Ketika Indonesia Harus Bersiap Dalam Menghadapi Krisis Pangan
RIAU1.COM - Pandemi Covid-19 telah menyebabkan produksi dan distribusi pangan global berada dalam kondisi kritis. Indonesia bisa terpengaruh.
INDONESIA telah menderita akibat pandemi Covid-19. Pemerintah seharusnya tidak menambah masalah dengan salah mengatur makanan. Bagaimanapun, ketidakpastian selama masa pandemi ini berarti bahwa sulit bagi semua orang untuk menghitung dampaknya terhadap mata pencaharian dan ekonomi. Kesiapan dan memastikan persediaan makanan adalah pilihan terbaik.
Organisasi Pangan dan Pertanian telah memperingatkan bahwa pandemi korona telah melumpuhkan sejumlah sektor ekonomi dan dapat memicu krisis pangan di sejumlah negara dari bulan April hingga Mei. Saat itu, persaingan di pasar pangan dunia akan semakin ketat.
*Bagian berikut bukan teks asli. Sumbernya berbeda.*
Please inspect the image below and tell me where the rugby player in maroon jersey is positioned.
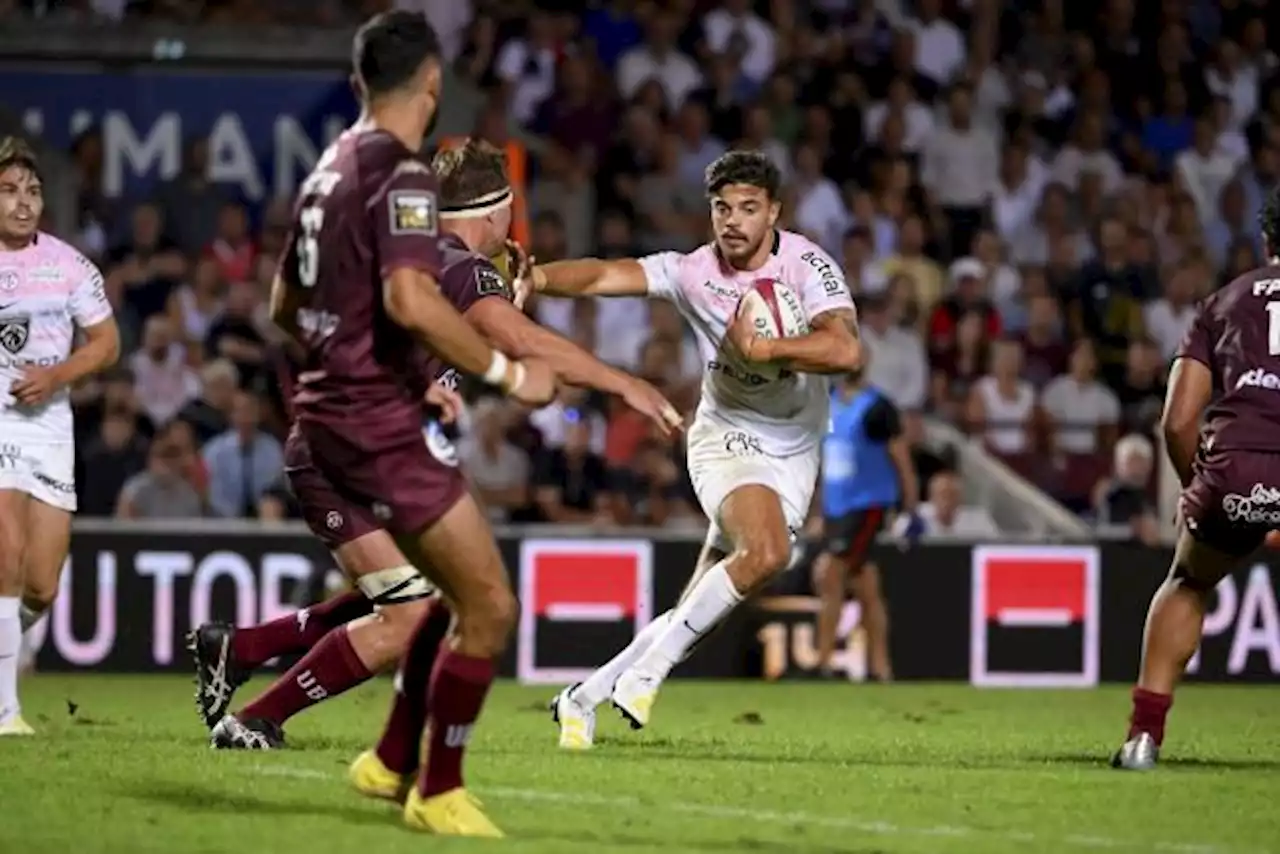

Karena itu, pemerintah harus lihai dalam pengelolaan pasokan dan distribusi makanan dalam negeri.
Kekurangan gula baru-baru ini adalah pengalaman pahit. Pada bulan September 2019, pemerintah memperkirakan stok gula akan rendah pada awal tahun 2020 karena panen gula terlambat karena musim kemarau yang panjang. Pemerintah mengizinkan impor gula mentah sebanyak 521.000 ton. Namun, persetujuan impor ini hanya datang dari kementerian perdagangan pada minggu ketiga bulan Maret, ketika harga gula sudah melonjak hampir 50 persen.
Masalah menjadi lebih buruk karena pasokan gula di pasar global semakin pendek dan ada defisit. Akibatnya, harga gula di pasar global naik rata-rata 12 persen pada awal 2020, mencapai tingkat tertinggi dalam dekade terakhir. Oleh karena itu, bahkan jika gula diimpor, tidak ada jaminan bahwa harga akan jatuh ke harga eceran maksimum Rp12.500 per kilogram.
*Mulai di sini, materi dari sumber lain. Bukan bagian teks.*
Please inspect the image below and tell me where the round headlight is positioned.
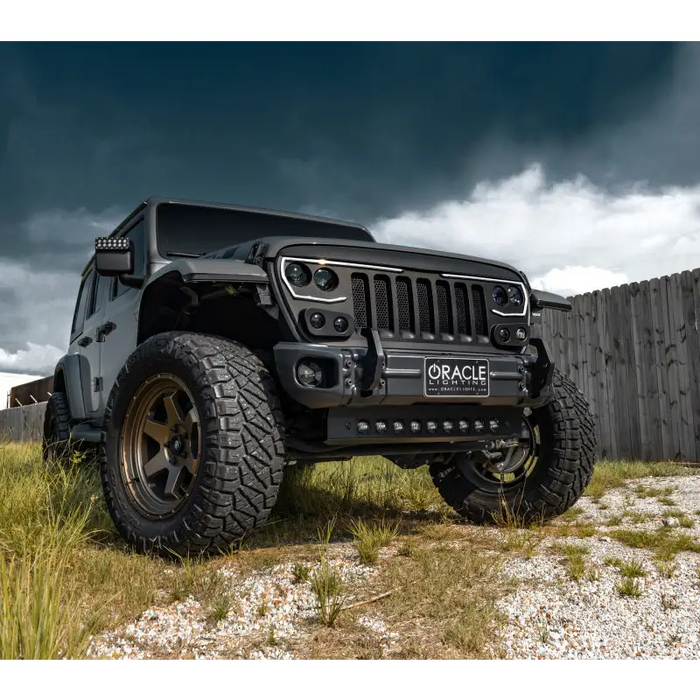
[508,287,523,306]
[309,311,326,330]
[284,263,311,287]
[493,287,508,306]
[314,267,338,292]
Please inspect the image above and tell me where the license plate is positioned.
[423,357,490,396]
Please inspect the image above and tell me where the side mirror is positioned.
[95,238,134,277]
[530,289,574,312]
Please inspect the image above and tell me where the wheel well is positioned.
[138,274,285,351]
Ini adalah harga yang harus kita bayar sebagai akibat dari kementerian perdagangan gagal memantau harga gula. Masalah perdagangan gula harus menjadi pelajaran berharga bagi pemerintah untuk mengatur harga pasar komoditas lain, terutama beras. Memang benar Indonesia beruntung karena stok berasnya mencukupi. Ada banyak persediaan di awal April karena sejumlah daerah penghasil beras mengalami panen raya.
Pemerintah memperkirakan akan ada tambahan produksi sekitar 19,8 juta ton beras hingga akhir Agustus. Pasokan beras dianggap cukup hingga akhir tahun. Namun, pemerintah harus mengizinkan kemungkinan musim kemarau panjang lagi. Produksi beras bisa lebih rendah dari total produksi tahun lalu sebesar 31,3 juta ton. Produksi beras Indonesia pada tahun 2019 hampir 8 persen lebih rendah dari total tahun sebelumnya.
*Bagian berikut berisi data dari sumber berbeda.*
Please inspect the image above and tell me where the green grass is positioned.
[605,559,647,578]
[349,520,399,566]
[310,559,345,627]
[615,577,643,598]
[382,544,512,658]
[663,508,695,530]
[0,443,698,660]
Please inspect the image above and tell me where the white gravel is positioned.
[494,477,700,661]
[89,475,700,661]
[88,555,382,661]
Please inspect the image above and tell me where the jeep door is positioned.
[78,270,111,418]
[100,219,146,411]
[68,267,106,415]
Dengan produksi 31,3 juta ton, stok yang dibawa ke 2020 juga lebih rendah, hanya 1,7 juta ton, kurang dari 400.000 ton pada akhir 2018. Sayangnya, stok rendah di pasar beras global. Hanya 5 persen dari produksi beras global yang diperdagangkan di pasar internasional. Departemen Pertanian Amerika Serikat juga telah merevisi perkiraan untuk produksi beras global 2019-2020 dari 499,1 juta menjadi 496,1 juta ton.
Karena itu, pemerintah harus berhati-hati dalam menghitung tingkat produksi dan stok, termasuk dengan mempertimbangkan siklus panen dan cuaca. Jangan sampai ada kesalahan seperti yang terjadi pada gula. Sayangnya, kekurangan makanan, terutama gula dan beras, yang diakibatkan oleh manajemen makanan yang buruk sering menyebabkan para pencari sewa mengambil keuntungan. Mereka mengeksploitasi sistem kuota untuk memanipulasi persediaan makanan. Misalnya, meskipun impor membanjiri, masih ada kekurangan domestik dan harga naik.
Hal yang sama terjadi dengan pasokan ayam dan daging sapi pada saat pasokan berlimpah. Namun, ujian bagi pemerintah tidak hanya Covid-19 tetapi juga hari libur Lebaran. Harga kedua komoditas ini biasanya naik selama Ramadhan dan Lebaran, seolah-olah tidak ada kaitan dengan peningkatan pasokan. Di tengah-tengah pandemi Covid-19, pemerintah seharusnya tidak memberi peluang bagi pencari sewa ini sedikit pun.